Seppi turned his eyes over towards the mountains, and Squib saw how pinched and thin his face had grown. He began to apprehend the meaning of the words, though he did not fully comprehend them.

“I think I shan’t be here in the spring to go with them,” said the lame boy quietly. “The doctor said last time that another cold would make an end of me. There’s been something wrong here,” touching his chest, “ever since I was all those hours in the ice-cave. Every winter they think it will be then; but I’m sure it’s coming now.”

Squib looked very much awed, but not afraid. The thought of death is not in itself terrible to children. Their hold upon life is not very strong, and their simple faith carries them over all perplexities and misgivings.

“Do you mean you will not get better?” he asked softly.

“I don’t think I can. I feel so very weak, and at night I can’t breathe, and I have to sit up and pant. I am best out on the mountains; but soon I can’t be there any longer. If it were not for mother and Ann-Katherin I think I should be glad. It isn’t good being weak and lame, and not able to do anything like other boys and men. In God’s garden it will not matter. I shall be like the others there.”

“God’s garden!” repeated Squib quickly.

“Yes; I once had a dream about being in God’s garden. I can’t explain how it was; but there was a beautiful garden with mountains all round it, and flowers growing everywhere. And I was one of them; and I knew that the others had been live people once, and had died and been taken there to rest and sleep until the resurrection. And we were all so happy. And presently a whisper ran through that the Lord was coming, and that we were to be ready for Him; and that made me so glad and happy that I awoke before He had come. But I always remember my dream; and once I told it to Herr Adler, and he told me that he knew many good men who had dreamed something very much the same. So when I think of being dead, I never feel as if I should be in a narrow grave in the cold and the dark, but be a flower in God’s garden, just waiting for the Lord to come.”

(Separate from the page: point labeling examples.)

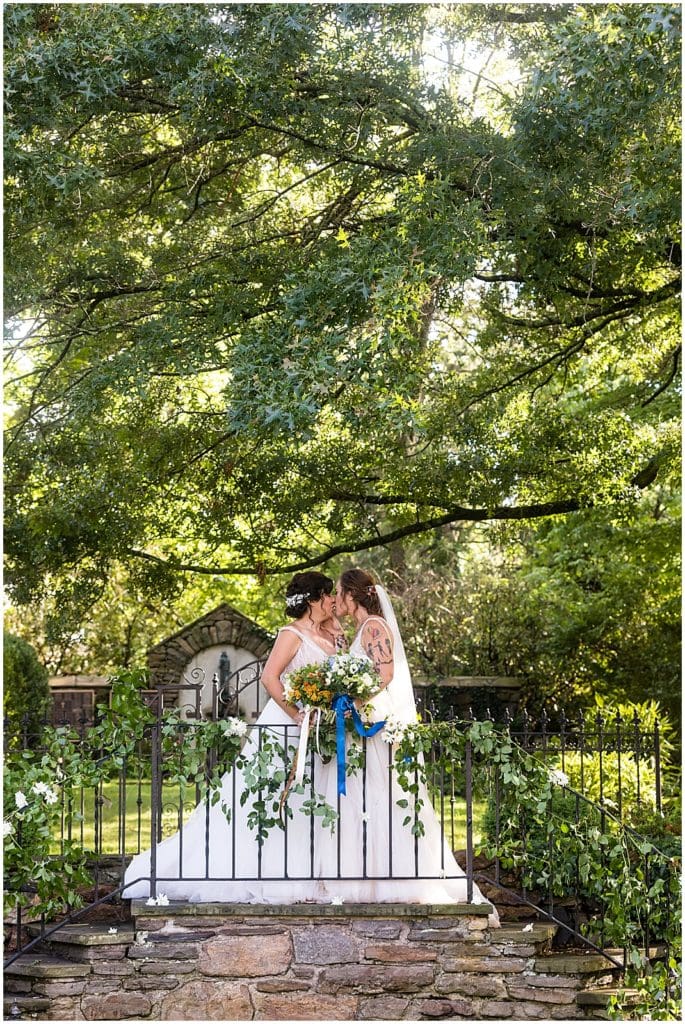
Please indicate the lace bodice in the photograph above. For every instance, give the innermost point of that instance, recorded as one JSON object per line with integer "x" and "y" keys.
{"x": 307, "y": 653}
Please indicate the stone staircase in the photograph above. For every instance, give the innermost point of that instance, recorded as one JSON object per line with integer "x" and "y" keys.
{"x": 307, "y": 962}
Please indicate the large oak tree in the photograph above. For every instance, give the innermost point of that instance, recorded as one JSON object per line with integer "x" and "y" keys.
{"x": 276, "y": 290}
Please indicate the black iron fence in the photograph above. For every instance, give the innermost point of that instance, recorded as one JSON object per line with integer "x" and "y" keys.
{"x": 605, "y": 777}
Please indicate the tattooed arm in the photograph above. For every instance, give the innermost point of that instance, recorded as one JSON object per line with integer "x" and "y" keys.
{"x": 377, "y": 642}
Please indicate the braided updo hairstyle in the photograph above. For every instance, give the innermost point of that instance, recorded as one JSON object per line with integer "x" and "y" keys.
{"x": 361, "y": 588}
{"x": 303, "y": 589}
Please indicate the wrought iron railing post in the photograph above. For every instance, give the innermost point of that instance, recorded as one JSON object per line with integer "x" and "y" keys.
{"x": 637, "y": 750}
{"x": 155, "y": 793}
{"x": 619, "y": 784}
{"x": 657, "y": 767}
{"x": 468, "y": 795}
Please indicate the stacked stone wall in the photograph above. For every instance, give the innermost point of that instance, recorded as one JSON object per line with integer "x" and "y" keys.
{"x": 300, "y": 964}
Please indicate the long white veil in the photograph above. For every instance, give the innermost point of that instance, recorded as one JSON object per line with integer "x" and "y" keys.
{"x": 399, "y": 689}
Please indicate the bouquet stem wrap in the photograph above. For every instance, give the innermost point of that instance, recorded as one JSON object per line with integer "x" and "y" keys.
{"x": 302, "y": 747}
{"x": 342, "y": 704}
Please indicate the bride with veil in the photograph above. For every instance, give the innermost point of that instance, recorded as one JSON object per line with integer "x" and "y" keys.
{"x": 370, "y": 855}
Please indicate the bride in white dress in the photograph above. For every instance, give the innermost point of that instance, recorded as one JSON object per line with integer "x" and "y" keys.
{"x": 371, "y": 855}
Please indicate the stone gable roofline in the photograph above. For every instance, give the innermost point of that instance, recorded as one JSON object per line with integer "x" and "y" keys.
{"x": 222, "y": 613}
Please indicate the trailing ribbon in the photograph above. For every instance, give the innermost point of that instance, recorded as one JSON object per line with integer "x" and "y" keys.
{"x": 342, "y": 704}
{"x": 301, "y": 756}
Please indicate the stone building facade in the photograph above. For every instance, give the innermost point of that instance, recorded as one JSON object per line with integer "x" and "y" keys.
{"x": 224, "y": 645}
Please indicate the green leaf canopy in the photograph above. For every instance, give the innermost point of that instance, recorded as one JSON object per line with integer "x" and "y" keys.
{"x": 276, "y": 289}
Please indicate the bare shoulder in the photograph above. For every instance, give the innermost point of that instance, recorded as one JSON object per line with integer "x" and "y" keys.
{"x": 287, "y": 642}
{"x": 376, "y": 630}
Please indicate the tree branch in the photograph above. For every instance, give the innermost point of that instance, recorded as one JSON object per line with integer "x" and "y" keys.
{"x": 457, "y": 514}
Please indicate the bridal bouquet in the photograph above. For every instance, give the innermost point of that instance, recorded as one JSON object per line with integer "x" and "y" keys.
{"x": 330, "y": 691}
{"x": 317, "y": 685}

Squib’s eyes were bright with interest and sympathy.

“That was a nice dream,” he said. “I shall think about that often. I am glad you told it me.”

“I’m glad I’ve talked to you,” said Seppi. “I was feeling rather unhappy before you came, and now I am quite happy again. I think mother and Ann-Katherin would have missed me so if they had stayed always here; but if they go to another place, it will be quite different. They will have a lot of nice things to think of, and that will keep them happy.”